La cuestión es hasta dónde alcanzará este impulso externo que tiene sus propios cuestionamientos de origen, relacionados con el efecto sobre el crecimiento de los precios y las tasas de interés. En todo caso el asunto que hay que considerar tiene que ver con la situación en que nos pondrá en relación con el crecimiento económico mínimo de 2019, antes de la pandemia. ¿Podrá la demanda externa jalar la actividad productiva? Y, de ser así, cuál será el escenario diferenciado con el resto de los sectores productivos y la capacidad de crear más empleos e ingresos.
Aunque así considerada haya muestras de resiliencia en el sector externo, según se ha definido ésta más arriba, las condiciones habrán mejorado, pero serán por completo insuficientes para fortalecer el bienestar de manera duradera y con el indispensable impulso endógeno. Es obligatorio revisar el soporte de un gasto público mejor concebido y más robusto y un impulso al gasto privado.
Entonces tendrá que intervenir el gobierno para reiniciar un crecimiento sostenido por la dinámica interna, especialmente un aumento significativo de la inversión total (pública y privada), pues el jalón del exterior no será permanente y, además, dado que el programa de enorme gasto público del presidente de Estados Unidos, Joe Biden, tenderá a generar fricciones de diverso tipo en ese país, mismas que se extenderán hacia México.
La pandemia ha provocado un deterioro del bienestar de muchas familias, según indican los datos del empleo, el número de horas trabajadas (subempleo), la informalidad y las remuneraciones, también aquellos relativos a la pobreza laboral y, en especial, el impacto adverso en las condiciones de las mujeres.

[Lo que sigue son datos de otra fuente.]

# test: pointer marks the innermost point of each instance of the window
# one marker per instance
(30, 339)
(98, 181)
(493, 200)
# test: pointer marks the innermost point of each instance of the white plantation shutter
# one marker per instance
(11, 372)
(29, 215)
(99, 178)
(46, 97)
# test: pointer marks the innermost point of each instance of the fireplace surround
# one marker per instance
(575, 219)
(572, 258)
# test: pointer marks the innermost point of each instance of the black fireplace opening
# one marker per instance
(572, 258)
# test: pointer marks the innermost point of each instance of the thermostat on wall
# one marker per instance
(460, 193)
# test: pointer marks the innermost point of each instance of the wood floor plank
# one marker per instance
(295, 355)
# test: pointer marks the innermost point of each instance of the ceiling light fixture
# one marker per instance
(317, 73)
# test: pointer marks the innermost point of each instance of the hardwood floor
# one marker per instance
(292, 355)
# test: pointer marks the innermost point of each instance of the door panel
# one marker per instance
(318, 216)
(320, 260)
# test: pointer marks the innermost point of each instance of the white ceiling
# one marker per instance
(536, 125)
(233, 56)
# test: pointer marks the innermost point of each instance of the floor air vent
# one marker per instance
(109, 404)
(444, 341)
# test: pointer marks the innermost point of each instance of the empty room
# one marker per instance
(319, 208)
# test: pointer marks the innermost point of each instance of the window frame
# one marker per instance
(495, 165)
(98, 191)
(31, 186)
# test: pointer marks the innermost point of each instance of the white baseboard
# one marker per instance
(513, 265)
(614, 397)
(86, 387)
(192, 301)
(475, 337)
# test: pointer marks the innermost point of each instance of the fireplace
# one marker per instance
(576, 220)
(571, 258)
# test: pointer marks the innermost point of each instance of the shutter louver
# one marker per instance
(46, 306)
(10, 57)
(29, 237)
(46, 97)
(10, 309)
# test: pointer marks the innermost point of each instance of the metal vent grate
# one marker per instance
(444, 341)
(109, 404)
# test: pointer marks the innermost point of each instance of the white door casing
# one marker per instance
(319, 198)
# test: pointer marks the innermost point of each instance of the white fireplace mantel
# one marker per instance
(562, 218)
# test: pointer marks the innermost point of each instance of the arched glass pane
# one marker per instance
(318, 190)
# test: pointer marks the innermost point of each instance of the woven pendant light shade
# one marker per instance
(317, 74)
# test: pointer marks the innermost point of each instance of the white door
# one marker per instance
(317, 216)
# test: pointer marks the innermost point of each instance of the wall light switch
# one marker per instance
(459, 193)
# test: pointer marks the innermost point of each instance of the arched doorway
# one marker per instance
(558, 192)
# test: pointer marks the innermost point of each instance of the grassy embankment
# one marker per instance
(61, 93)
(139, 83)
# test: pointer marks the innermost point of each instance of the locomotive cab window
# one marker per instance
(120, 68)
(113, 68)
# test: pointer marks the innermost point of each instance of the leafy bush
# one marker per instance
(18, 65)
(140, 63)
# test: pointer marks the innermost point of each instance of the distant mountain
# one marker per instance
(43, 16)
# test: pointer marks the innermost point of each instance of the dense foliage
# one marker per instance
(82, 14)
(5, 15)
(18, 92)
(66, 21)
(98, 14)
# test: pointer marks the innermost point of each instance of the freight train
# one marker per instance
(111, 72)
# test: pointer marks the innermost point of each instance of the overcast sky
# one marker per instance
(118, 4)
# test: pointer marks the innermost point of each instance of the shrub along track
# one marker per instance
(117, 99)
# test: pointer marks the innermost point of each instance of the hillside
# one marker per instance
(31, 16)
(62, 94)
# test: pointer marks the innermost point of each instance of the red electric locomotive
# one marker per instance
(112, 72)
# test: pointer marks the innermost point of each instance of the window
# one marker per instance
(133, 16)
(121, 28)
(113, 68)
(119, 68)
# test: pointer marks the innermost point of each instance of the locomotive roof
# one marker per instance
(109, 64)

Una parte de esa situación tiene que ver con las decisiones de política pública y el modo de distribuir los apoyos económicos. Ahí existe un amplio espacio para el debate y la apertura de los criterios, mismos que no se dan.
Las abundantes remesas desde Estados Unidos han aliviado la situación para muchas familias, pero esta fuente de divisas y recursos no puede ser el eje de una política económica. Eso no es razonable, ni social ni políticamente. México es el tercer lugar en el mundo por la cantidad de remesas que recibe; después India y China, lo que hace que, en términos por habitante, especialmente del conjunto de los que reciben las remesas, éstas sean relativamente más significativas. Ésta es otra forma de dependencia, de México con respecto a Estados Unidos.